A Bookprint is the list of five books that leave an indelible mark on our lives, shaping who we are and who we become.
You are what you read.
Cindy Lowry is an American environmental activist who has spent more than 25 years at the front lines of battles to protect marine wildlife and the marine environment. She has founded and directed environmental organizations and campaigns across the country, from Maine to California to Alaska. Lowry was the executive director of Greenpeace in Alaska, and in 1988, she played a lead role in the rescue of gray whales trapped in the ice off the coast of Barrow, Alaska-a role featured in Universal Pictures’ upcoming film “Big Miracle,” which is scheduled for release on February 3, 2012. Ironically, this steadfast champion of oceans and marine mammals was born in Kansas and grew up surrounded by wheat fields.
Lowry had a strong connection to animals and wildlife at an early age and was encouraged and supported by a family that respected her special bond with nature. One of her earliest memories is standing beside her grandfather on his farm to stare down coyote bounty hunters who considered the animals a nuisance.

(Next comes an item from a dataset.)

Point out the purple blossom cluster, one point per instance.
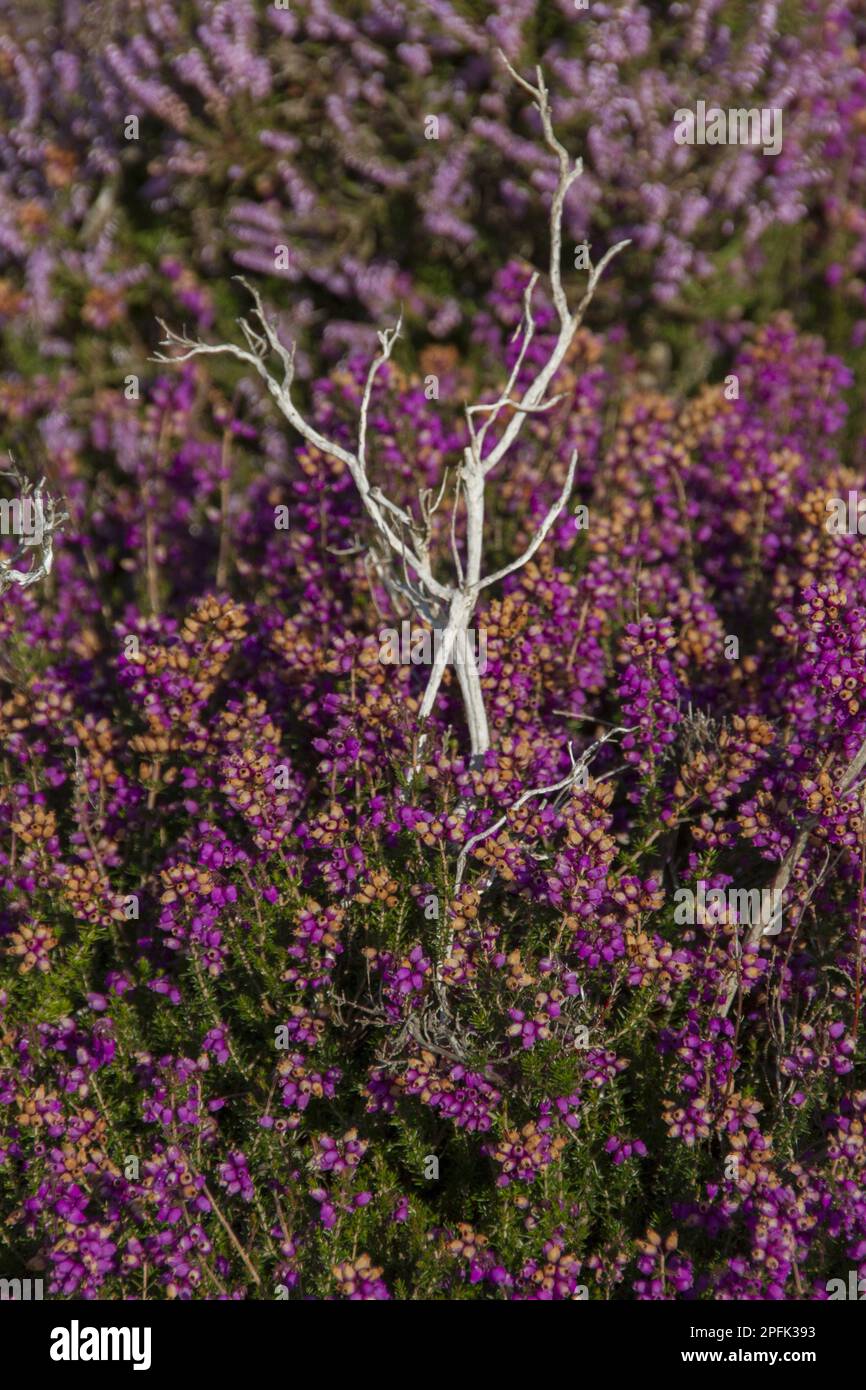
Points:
(298, 998)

Lowry’s interest in protecting coyotes grew to include other predators such as wolves, and the battle to save these creatures took her to Alaska, where she directed Greenpeace and the Alaska Wildlife Alliance. It was during her 10 years with Greenpeace-which included the gray whale rescue that received international attention-that Lowry developed her passion for marine wildlife and their protection. While serving on the U.S. Department of the Interior’s Oiled Wildlife Working Group, she developed a policy to ensure that sea otters were included in an oil-spill cleanup contingency plan, which was later implemented during the Exxon Valdez oil-spill disaster.
Building on work she had previously done on marine ecosystems, Lowry formed Oceans Public Trust Initiative in 2003. The project was developed out of a concern over the rapid expansion of offshore renewable-energy development, as well as that of oil and gas, and was largely focused on the Cape Wind project on Nantucket Sound and its potential to devastate the local marine ecosystem. She steered the debate over offshore wind development into one that supports meaningful and effective wind-energy development without harming wildlife.
Despite lacking a law degree, Lowry has been involved in litigation surrounding environmental issues throughout her career. She has lobbied at the federal and state level, and has impacted laws and regulations that impact wildlife. She has written extensively about issues relating to environmental and wildlife protection, and has been featured or quoted in hundreds of news articles.
Throughout her life and career, Lowry has been guided by the desire to protect and defend animals. She believes that one person can make a difference and, just as important, that one person with a deep conviction for a cause can be a catalyst for others to join the cause and accomplish great things. Lowry lives in Maine among the wild creatures.